Monday, February 03, 2014

It's Oscar Time Part 2

Having determined that the common theme was “the year of the scam” I confess that that’s about it for exploring connections or linkages in  these movies.
So, I’ll just take them in twos—and share my observations.

Gravity and Captain Phillips

Gravity is the whiz-bang special effects movie nominee.  We saw the movie in 3-D, definitely the way to see it.  Of course, we were impressed with the technical know-how and the verisimilitude of the space voyage.

Gravity presents a space shuttle mission with Dr. Ryan Stone (played by Sandra Bullock) who is on her first space shuttle mission AND she is performing a spacewalk to fix the Hubble Telescope.

Now, right there, I should have been suspicious.  A rookie astronaut. OK.  A medical doctor.  OK.  Performing a spacewalk on her first space shuttle mission.  Wait just a minute.

She is accompanied by a veteran astronaut, good-old-boy Matt Kowalski (played by George Clooney).  This is his last mission, and his primary goal is to break the record for space walks.  He is buzzing around in rocket propelled free form, untethered from the space shuttle.  Ryan is, of course, tethered.

When they get a message from Mission Control that a defunct satellite is disintegrating, and the debris is out of control and likely to hit the space shuttle, the astronauts try to complete their repairs.  Not soon enough—of course.  The marvelous effects of the movie very convincingly show the space debris pelting the space shuttle, which is destroyed. 
And so the adventure of the whole movie begins.  Kowalski persuades Ryan to unhitch her tether, and when she tumbles and somersaults through space, you tumble with her.

I will let the remainder of the adventure for you to see.  There is little character development in this movie, and the plot is the real engine of the story.  What will happen next? As viewer, you watch anxiously with each unfolding challenge.  My feet were sweating through major parts of this movie.  (I would consider myself “gravity” challenged.  As my family knows, I am not fond of heights—e.g. Ferris wheels high off the ground.) You know little about the characters, and learn almost nothing about them.  As a result, your only identification with them is our common shared human condition.

While Bullock’s acting is first-rate and very convincing, I have two complaints about the movie. First, why the ambiguous ending.  I don’t want to give it away—but, really, is she saved? Or not?  Second, just this—Gravity has no gravitas.

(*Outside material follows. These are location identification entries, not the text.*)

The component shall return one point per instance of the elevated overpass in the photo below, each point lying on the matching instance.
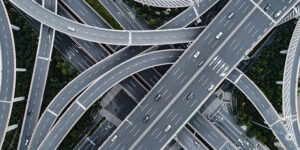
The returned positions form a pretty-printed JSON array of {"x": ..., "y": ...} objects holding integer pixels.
[
  {"x": 219, "y": 55},
  {"x": 264, "y": 107},
  {"x": 107, "y": 36},
  {"x": 209, "y": 133},
  {"x": 167, "y": 3},
  {"x": 8, "y": 71},
  {"x": 64, "y": 97},
  {"x": 39, "y": 78},
  {"x": 290, "y": 86},
  {"x": 99, "y": 87}
]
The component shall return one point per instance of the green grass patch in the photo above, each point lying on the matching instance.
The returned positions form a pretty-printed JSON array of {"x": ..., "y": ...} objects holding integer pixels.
[{"x": 101, "y": 10}]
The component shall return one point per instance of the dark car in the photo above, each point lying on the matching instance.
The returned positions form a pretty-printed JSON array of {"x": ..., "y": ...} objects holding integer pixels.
[
  {"x": 29, "y": 112},
  {"x": 190, "y": 95},
  {"x": 146, "y": 118},
  {"x": 157, "y": 97},
  {"x": 201, "y": 63},
  {"x": 267, "y": 7}
]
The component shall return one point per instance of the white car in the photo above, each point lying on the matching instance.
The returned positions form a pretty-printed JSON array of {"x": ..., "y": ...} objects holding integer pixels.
[
  {"x": 278, "y": 14},
  {"x": 167, "y": 128},
  {"x": 196, "y": 54},
  {"x": 71, "y": 28},
  {"x": 114, "y": 138},
  {"x": 211, "y": 87},
  {"x": 219, "y": 35}
]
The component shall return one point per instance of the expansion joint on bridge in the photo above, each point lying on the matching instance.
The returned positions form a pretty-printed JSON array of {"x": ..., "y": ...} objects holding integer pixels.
[
  {"x": 3, "y": 101},
  {"x": 130, "y": 38},
  {"x": 44, "y": 58},
  {"x": 53, "y": 113},
  {"x": 81, "y": 105},
  {"x": 257, "y": 6}
]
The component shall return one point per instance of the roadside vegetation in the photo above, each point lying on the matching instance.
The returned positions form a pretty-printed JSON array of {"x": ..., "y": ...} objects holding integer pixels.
[
  {"x": 98, "y": 7},
  {"x": 265, "y": 71},
  {"x": 153, "y": 16},
  {"x": 60, "y": 73}
]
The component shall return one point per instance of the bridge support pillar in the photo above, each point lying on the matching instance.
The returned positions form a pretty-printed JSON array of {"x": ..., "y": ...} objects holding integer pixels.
[
  {"x": 15, "y": 27},
  {"x": 12, "y": 127},
  {"x": 18, "y": 99},
  {"x": 283, "y": 52},
  {"x": 21, "y": 69}
]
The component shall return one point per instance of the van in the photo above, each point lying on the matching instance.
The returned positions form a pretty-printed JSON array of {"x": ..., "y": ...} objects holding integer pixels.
[
  {"x": 210, "y": 87},
  {"x": 190, "y": 96},
  {"x": 114, "y": 138},
  {"x": 146, "y": 118},
  {"x": 29, "y": 112},
  {"x": 278, "y": 14},
  {"x": 157, "y": 97},
  {"x": 196, "y": 143},
  {"x": 71, "y": 28},
  {"x": 196, "y": 54},
  {"x": 167, "y": 128},
  {"x": 230, "y": 15},
  {"x": 201, "y": 63},
  {"x": 219, "y": 35}
]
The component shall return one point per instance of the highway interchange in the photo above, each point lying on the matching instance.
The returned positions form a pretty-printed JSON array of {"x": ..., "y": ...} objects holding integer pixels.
[
  {"x": 8, "y": 71},
  {"x": 212, "y": 57}
]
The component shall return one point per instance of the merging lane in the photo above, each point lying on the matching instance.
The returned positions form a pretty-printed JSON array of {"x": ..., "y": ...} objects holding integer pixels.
[
  {"x": 81, "y": 82},
  {"x": 99, "y": 87},
  {"x": 8, "y": 71},
  {"x": 242, "y": 38},
  {"x": 210, "y": 133},
  {"x": 189, "y": 141},
  {"x": 107, "y": 36},
  {"x": 39, "y": 78},
  {"x": 264, "y": 107},
  {"x": 240, "y": 34},
  {"x": 290, "y": 85}
]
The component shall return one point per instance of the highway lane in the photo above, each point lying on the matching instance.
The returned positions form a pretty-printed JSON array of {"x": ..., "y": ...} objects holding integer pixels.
[
  {"x": 289, "y": 89},
  {"x": 210, "y": 133},
  {"x": 126, "y": 19},
  {"x": 256, "y": 24},
  {"x": 180, "y": 73},
  {"x": 99, "y": 87},
  {"x": 264, "y": 107},
  {"x": 188, "y": 140},
  {"x": 227, "y": 128},
  {"x": 107, "y": 36},
  {"x": 48, "y": 119},
  {"x": 82, "y": 9},
  {"x": 64, "y": 45},
  {"x": 39, "y": 78},
  {"x": 65, "y": 96},
  {"x": 8, "y": 71},
  {"x": 188, "y": 15},
  {"x": 167, "y": 3},
  {"x": 97, "y": 51}
]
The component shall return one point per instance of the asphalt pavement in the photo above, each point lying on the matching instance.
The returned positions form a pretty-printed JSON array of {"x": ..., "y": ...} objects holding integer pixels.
[{"x": 8, "y": 73}]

Captain Phillips is another voyage movie.  Unlike Gravity, the events depicted in Captain Phillips “really happened.”  The story is well-known.  Tom Hanks plays Captain Phillips, who is the captain of a container ship Maersk Alabama, which is transporting cargo in the Indian Ocean off the coast of Somalia.

After a brief introduction to Captain Phillips in a family setting, and a drive to the airport with his wife, the remainder of the movie is set at sea.  We see him as captain, sense his wariness in the waters he is sailing.  His insistence on safety drills seems intelligent, and obviously foreshadowing of the challenges to come.

We also see the Somali pirates and their desperate circumstances as they squabble among themselves.  We learn that they are controlled by an almost anonymous leader of the mother ship.  As the pirate boat chases the container ship, you experience real excitement in the chase. 

When the pirates successfully commandeer the ship, we meet the lead pirate Muse, played by the remarkable newcomer actor Barkhad Abdi.  Thus begins the duel between Muse and Phillips for control of the ship.  When the pirates succeed, and the pirates flee with Phillips as hostage aboard the small lifeboat, the tension mounts.

As I said, we know the story.  We know that the U.S. mounts a rescue effort with the Navy Seal Team Six.  The account was well-covered in national news at the time.
What works so well in the movie is that even knowing the story, we still feel the tension.  We know how things will turn out, and yet we still grip our seats.

The surprise for me in watching this movie is that I experienced some sympathy for the pirates.  Not for their methods, of course, or their means of redressing the inequality of their lives, but for their desperate circumstances that would drive them to such a high stakes dangerous way of securing any kind of living.


So, whichever of these two movies you see—bon voyage.

2 comments:

Anvilcloud said...

Neither sounds enticing to me although people have said that Gravity is quite sensational. And it seems that a Tom Hanks movie is usually a good movie.

Harriet said...

I haven't seen "CAptain Phillips" yet but want to. I found "Gravity" ultimately unsatisfying, despite the great special effects. I mean, what rookie astronaut who is there for medical research and with minimal training, could possibly figure out how to successfully fly a spaceship and "land" it? I simply wasn't able to or willing to suspend my disbelief.